Proving skip-lists strongly weight-balanced in expectation

Question

Given a skip list of height $n$, what is its expected length, to within a constant (multiplicative) factor?

In section 2.2 of Cache-Oblivious B-Trees, Strongly Weight-Balanced Search Trees are defined as:

For some constant $d$, every node $v$ at height $h$ has $\Theta(d^h)$ descendants.

They claim:

Search trees that satisfy Properties 1 and 2 include weight-balanced B-trees, deterministic skip lists, and skip lists in the expected sense.

I asked already about the claim for deterministic skip lists. This question is about the claim for skip lists.

I believe that skip lists have this property in expectation, but I can't find a rigorous reason. The probability the other way around (what is the height, given the length) can be calculated directly to within a constant factor. A sophisticated analysis is given in The binomial transform and the analysis of skip lists.

Edit:

There are several different notions for defining "descendants" in skip lists; this term is not used in Pugh's original paper. Some possible interpretations of "descendants" come from viewing skip lists as trees.
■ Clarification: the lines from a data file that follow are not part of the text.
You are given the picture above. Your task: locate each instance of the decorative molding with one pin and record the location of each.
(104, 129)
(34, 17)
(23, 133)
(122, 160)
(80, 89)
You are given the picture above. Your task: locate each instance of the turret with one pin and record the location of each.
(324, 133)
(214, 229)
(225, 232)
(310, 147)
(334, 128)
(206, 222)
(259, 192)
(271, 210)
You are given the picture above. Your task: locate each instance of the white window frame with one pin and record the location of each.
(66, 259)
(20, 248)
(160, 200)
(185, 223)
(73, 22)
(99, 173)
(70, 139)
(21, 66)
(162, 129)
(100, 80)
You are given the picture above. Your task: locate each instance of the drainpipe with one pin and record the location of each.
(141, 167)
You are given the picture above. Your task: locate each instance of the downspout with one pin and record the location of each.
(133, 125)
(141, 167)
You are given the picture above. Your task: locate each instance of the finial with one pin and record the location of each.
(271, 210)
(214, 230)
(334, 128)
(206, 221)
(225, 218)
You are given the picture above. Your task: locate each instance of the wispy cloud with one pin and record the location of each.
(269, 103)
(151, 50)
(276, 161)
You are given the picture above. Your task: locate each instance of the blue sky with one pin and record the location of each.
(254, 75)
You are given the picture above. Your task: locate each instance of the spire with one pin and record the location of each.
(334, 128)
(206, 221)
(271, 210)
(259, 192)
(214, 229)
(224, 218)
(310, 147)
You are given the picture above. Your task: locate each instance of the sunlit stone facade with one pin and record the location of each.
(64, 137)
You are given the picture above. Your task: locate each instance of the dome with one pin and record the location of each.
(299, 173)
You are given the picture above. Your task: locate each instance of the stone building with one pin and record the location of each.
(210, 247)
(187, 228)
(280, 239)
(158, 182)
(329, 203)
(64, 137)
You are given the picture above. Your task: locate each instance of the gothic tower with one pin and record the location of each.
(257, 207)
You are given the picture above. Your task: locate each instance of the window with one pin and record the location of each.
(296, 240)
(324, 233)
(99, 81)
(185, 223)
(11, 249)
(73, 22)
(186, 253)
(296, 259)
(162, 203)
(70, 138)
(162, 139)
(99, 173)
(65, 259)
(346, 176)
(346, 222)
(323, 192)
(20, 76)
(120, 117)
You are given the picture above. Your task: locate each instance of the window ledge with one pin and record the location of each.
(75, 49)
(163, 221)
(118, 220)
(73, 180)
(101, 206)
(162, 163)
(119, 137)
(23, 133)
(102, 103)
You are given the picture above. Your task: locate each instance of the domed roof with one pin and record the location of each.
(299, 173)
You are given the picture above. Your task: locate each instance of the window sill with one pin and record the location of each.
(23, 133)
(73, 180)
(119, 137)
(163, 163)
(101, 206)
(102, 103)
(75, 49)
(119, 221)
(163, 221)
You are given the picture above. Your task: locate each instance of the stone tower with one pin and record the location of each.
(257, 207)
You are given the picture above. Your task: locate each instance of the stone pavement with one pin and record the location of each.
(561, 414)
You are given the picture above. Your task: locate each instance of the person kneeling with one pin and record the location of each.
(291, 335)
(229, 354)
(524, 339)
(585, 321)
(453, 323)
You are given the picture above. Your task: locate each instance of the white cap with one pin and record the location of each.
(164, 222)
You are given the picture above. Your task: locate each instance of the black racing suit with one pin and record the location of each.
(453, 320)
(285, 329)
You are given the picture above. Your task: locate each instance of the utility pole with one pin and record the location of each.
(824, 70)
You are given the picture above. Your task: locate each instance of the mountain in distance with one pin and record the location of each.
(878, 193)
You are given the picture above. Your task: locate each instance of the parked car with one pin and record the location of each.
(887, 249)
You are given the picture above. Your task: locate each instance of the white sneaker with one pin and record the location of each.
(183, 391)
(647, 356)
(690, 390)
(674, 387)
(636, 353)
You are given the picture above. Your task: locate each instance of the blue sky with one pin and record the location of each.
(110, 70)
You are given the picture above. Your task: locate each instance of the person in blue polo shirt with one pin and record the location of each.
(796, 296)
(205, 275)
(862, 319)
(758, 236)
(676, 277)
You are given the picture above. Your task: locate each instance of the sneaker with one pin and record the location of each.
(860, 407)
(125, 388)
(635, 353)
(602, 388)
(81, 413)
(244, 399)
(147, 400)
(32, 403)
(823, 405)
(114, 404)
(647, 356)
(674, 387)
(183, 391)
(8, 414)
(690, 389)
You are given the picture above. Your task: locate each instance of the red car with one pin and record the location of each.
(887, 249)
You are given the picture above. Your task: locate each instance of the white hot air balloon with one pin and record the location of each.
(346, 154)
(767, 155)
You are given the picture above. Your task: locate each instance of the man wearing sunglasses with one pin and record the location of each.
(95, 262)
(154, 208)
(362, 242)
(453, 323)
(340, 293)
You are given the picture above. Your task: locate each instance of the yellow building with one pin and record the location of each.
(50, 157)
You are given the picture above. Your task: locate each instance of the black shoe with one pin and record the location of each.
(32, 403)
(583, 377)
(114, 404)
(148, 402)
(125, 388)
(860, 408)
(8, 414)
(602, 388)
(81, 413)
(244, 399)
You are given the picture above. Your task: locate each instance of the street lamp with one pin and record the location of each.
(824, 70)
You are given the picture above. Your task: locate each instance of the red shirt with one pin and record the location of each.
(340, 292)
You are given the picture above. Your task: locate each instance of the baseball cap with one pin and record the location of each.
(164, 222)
Different ways of doing this are included in

• A limit theory for random skip lists
• Deterministic skip lists
• Skip trees, an alternative data structure to skip lists in a concurrent approach
• Exploring the Duality Between Skip Lists and Binary Search Trees

Using the notion from "Deterministic skip lists", I think this is another way of asking the same question:

If I take a fair coin, then flip it some number of times such that my last result is tails, and the longest continuous sequence of heads was of length $n$, what is the expected value of the number of times I saw tails?

I'd also be interested in non-constructive proofs of strong weight-balance in expectation, even without a closed form solution for $d$.

Answer 1

As you asked it, the question about the expected length (given the height) does not make sense without a prior distribution on the length of the string.

You should instead consider the number of times you get tails before you get $h$ heads in a row, since this will give you the number of descendants of a node of height $h$ in a skip list. Let's represent this value with the random variable $X=X(h)$. When we start, or right after we get tails, the probability of starting and finishing a run of $h$ or more heads before getting tails again is $2^{-h}$. If we hit tails before getting $h$ heads in a row, we're back to square one. Thus $X$ is actually distributed as $\mathrm{Geometric}(2^{-h})$ and we have $\mathrm{E}(X) = (1-2^{-h})2^h$.

Edit:

Sorry, this gives you the expected number of towers in the left subtree. The number of nodes in the left subtree will be of the same order of magnitude though, since towers in between the first and last will have geometrically distributed height with expected value 2. Also, if you want to consider the right subtree as well, which probably makes more sense, you simply go until you get $h+1$ heads in a row instead of just $h$. In this case you get the number of descendants as defined in Devroye's paper that you linked to.

Answer 2

In your reformulation of the question, do you fix the number of times you flip the coin? If not, is it not necessary to give a distribution for when you stop flipping the coin?

Answer 3

Let $H_i$ for $i \in \mathbb{N}^+$ i.i.d. random variables over $\mathbb{N}^+$ with $Pr[H_i = k] = 2^{-k-1}$ (height of tower $i$). Let $H = \max \{H_i \mid i=1,\dots,N\}$ with $N \in \mathbb{N}^+$. Then:

$Pr[H \geq k \mid N] = 1 - \prod_{i=1}^{N} Pr[H_i < k] = 1 - (1 - 2^{-k})^n$.

Now we can compute the likelihood of $H=k$ given $N$: $Pr[H = k \mid N] = Pr[H \geq k \mid N] - Pr[H \geq k + 1 \mid N] = (1-2^{-k-1})^n - (1-2^{-k})^n$. The zero of this expression's first partial derivative w.r.t. $N$ is found at $N^*_k = \frac{\ln\left( \frac{\ln(1 - 2^{-k})}{\ln(1 - 2^{-k - 1})}\right) }{ \ln(1 - 2^{-k-1}) - \ln(1 - 2^{-k})}$ (using Wolfram Alpha). Note that I was not able/eager enough to check wether or not that is really a maximum. If it is, $N^*_k$ is maximum likelihood estimator for skip list length $N$ given maximum tower height $k$.

Some values, rounded to the nearest integer:

k    N^*_k
1    2
2    5
3    11
4    22
5    44
10   1419
20   1.5e6

This feels reasonable; you might want to check wether $\mathbb{E}[k \mid N^*_k] \approx k$. I expect the expected height of a skip list for fixed length to be a standard result.

Does someone have a good idea how to get an asymptotic for $N^*_k$? The expression I found is not very helpful.